Background: The use of PCV13 in the US routine infant pneumococcal vaccination program started in February 2010 as a replacement of PCV7, in use since 2000. The use of PCVs in children has reduced the incidence of IPD and other pneumococcal diseases not only in children but also across all-age groups. Antibiotic resistance to pneumococcal bacteria has been observed. We compared trends of IPD cumulative incidence with trends of antibiotic resistance to penicillin and cefotaxime in IPD isolates. Both antibiotic classes are commonly used to treat IPD.
Methods: Annual IPD-cases/100,000 population and percentage of antibiotic non-susceptible isolates for 2009-2013 were assessed. Data sources consisted of publications from the U.S. Active Bacterial Core surveillance for Streptococcus pneumoniae.

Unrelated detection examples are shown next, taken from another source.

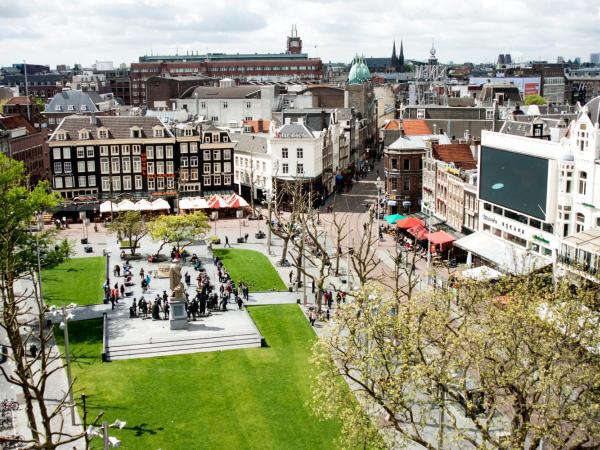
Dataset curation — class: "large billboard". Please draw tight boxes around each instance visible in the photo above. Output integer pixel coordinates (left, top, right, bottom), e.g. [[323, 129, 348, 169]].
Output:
[[479, 146, 548, 220]]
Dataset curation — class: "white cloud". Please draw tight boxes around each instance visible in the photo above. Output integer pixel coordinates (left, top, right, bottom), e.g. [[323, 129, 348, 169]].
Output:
[[0, 0, 600, 66]]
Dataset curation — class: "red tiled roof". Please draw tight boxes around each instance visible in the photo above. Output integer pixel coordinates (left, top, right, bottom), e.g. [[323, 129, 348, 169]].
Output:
[[5, 95, 31, 105], [433, 144, 477, 170], [244, 120, 271, 133], [0, 114, 37, 133], [402, 119, 431, 136], [383, 119, 401, 130]]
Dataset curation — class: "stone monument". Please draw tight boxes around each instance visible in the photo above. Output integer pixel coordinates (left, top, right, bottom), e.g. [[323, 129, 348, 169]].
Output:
[[169, 263, 188, 330]]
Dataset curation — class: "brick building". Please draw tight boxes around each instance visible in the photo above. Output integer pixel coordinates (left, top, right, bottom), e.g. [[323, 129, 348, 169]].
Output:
[[49, 116, 234, 199]]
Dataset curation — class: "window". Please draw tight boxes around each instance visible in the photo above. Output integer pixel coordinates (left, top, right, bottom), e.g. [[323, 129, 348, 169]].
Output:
[[100, 158, 110, 173], [578, 171, 587, 195], [575, 213, 585, 233]]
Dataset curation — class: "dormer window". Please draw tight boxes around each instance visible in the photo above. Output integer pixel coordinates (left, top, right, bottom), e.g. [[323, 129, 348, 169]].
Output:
[[129, 127, 142, 138], [153, 126, 165, 137], [98, 127, 108, 139]]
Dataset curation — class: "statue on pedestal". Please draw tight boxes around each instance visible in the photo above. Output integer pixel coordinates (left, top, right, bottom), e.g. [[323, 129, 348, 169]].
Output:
[[169, 263, 185, 298]]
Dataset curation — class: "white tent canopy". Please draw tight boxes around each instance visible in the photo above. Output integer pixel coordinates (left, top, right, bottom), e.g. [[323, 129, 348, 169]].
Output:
[[135, 199, 152, 211], [460, 266, 502, 281], [100, 201, 119, 214], [152, 198, 171, 211], [118, 200, 135, 211]]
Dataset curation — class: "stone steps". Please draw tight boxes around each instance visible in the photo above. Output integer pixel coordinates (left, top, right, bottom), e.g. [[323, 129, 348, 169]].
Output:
[[107, 333, 262, 361]]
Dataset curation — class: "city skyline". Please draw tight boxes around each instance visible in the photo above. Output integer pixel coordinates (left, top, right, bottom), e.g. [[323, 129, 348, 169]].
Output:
[[0, 0, 600, 67]]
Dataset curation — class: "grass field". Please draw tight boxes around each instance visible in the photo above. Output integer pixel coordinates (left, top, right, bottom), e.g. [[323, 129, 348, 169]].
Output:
[[213, 248, 286, 291], [42, 256, 106, 305], [56, 305, 340, 450]]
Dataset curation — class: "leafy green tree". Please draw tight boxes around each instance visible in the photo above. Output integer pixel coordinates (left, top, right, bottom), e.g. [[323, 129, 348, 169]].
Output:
[[148, 211, 210, 255], [108, 211, 148, 255], [313, 275, 600, 450], [525, 94, 548, 106], [0, 154, 83, 449]]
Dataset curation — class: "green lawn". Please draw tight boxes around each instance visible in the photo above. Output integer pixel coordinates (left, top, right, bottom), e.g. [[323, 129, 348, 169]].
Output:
[[213, 248, 286, 291], [42, 256, 106, 305], [61, 305, 340, 450]]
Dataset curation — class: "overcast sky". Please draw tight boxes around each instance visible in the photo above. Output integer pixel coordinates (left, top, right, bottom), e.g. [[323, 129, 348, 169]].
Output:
[[0, 0, 600, 67]]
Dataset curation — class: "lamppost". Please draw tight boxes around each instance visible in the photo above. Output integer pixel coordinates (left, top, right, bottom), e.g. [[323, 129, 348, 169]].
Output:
[[375, 177, 383, 246]]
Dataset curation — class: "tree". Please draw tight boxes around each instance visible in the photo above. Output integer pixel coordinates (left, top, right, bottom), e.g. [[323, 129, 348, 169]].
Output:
[[0, 154, 83, 449], [148, 211, 210, 255], [525, 94, 548, 106], [313, 275, 600, 450], [108, 211, 148, 255]]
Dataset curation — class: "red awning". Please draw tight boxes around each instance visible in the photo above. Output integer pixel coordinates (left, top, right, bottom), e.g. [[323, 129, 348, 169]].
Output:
[[429, 230, 456, 245], [408, 225, 427, 241], [396, 217, 425, 230]]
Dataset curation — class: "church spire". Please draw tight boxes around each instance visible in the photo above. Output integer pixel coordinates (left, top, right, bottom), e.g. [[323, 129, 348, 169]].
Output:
[[398, 40, 404, 72], [390, 39, 398, 72]]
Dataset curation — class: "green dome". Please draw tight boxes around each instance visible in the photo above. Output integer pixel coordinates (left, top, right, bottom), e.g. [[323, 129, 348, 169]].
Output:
[[348, 55, 371, 84]]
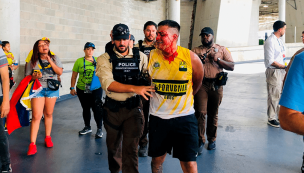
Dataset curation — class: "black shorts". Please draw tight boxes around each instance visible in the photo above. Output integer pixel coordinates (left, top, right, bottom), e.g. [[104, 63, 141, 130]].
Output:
[[148, 114, 198, 162]]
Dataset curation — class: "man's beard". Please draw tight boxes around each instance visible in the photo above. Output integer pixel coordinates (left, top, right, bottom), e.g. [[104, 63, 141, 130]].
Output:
[[116, 46, 129, 53], [146, 37, 155, 42], [202, 40, 213, 47]]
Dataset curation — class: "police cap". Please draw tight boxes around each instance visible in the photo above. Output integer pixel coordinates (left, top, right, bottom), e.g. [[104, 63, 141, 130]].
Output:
[[199, 27, 214, 36], [112, 24, 130, 40]]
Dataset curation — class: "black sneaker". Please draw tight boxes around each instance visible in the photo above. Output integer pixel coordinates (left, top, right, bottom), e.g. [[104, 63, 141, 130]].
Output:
[[198, 142, 205, 155], [1, 164, 13, 173], [207, 141, 216, 150], [267, 120, 280, 128], [95, 129, 103, 138], [138, 145, 148, 157], [79, 126, 92, 135]]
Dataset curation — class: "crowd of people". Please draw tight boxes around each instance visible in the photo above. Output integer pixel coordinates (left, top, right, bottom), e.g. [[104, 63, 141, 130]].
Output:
[[0, 20, 304, 173]]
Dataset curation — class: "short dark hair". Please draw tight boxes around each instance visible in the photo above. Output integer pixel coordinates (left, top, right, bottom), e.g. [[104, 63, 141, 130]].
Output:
[[2, 41, 9, 48], [273, 20, 286, 32], [144, 21, 157, 30], [158, 20, 180, 33]]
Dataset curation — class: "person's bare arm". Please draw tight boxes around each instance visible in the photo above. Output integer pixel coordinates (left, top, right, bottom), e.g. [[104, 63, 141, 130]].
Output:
[[190, 51, 204, 95], [70, 71, 78, 96], [108, 81, 155, 100], [271, 61, 286, 69], [279, 106, 304, 135], [0, 66, 10, 118]]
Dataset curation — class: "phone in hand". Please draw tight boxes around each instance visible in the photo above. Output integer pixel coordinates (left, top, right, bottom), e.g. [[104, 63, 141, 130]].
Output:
[[32, 69, 41, 74]]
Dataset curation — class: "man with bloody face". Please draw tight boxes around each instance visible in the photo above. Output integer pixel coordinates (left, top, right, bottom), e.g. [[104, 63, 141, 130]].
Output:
[[148, 20, 204, 173], [192, 27, 234, 154], [96, 24, 154, 173]]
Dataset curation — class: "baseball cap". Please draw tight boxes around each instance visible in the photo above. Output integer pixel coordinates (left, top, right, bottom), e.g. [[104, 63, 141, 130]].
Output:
[[130, 34, 135, 42], [41, 37, 51, 43], [84, 42, 96, 49], [112, 23, 130, 40], [199, 27, 214, 36]]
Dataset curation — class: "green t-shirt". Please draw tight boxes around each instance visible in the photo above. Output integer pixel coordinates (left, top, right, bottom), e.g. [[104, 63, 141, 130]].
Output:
[[73, 57, 97, 90]]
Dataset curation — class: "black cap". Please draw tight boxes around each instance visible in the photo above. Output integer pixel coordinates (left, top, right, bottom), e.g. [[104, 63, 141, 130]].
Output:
[[130, 34, 135, 42], [112, 24, 130, 40], [199, 27, 214, 36], [84, 42, 96, 49]]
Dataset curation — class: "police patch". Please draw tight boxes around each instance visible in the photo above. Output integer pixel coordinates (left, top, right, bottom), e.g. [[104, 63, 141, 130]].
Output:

Results: In the US, in the years following the introduction of PCV13, vaccine-type IPD incidence decreased from 7.4 to 3.3 cases per 100,000 population from 2009 through 2013. Similarly, serotype-19A IPD incidence also decreased from 2.3 to 0.6 per 100,000 population. The percentage of penicillin and cefotaximes non-susceptible IPD isolates also decreased monotonically over time from 10.6% and 8.6% in 2010 to 4.7% and 2.6% in 2013, respectively. There were strong and positive linear correlations between vaccine-type IPD and serotype-19A IPD with penicillin and cefotaximes non-susceptibility (r=0.982 and 0.939 for vaccine-type IPD; r=0.986 and r=0.950 for serotype-19A IPD).
Conclusion: PCV13 implementation and its impact on vaccine-type IPD is associated with the observed reductions in penicillin and cephalosporins non-susceptibility in IPD. Serotype-19A, a serotype commonly associated with antibiotic resistance has declined with PCV13 use. There are important public health implications to be further analyzed.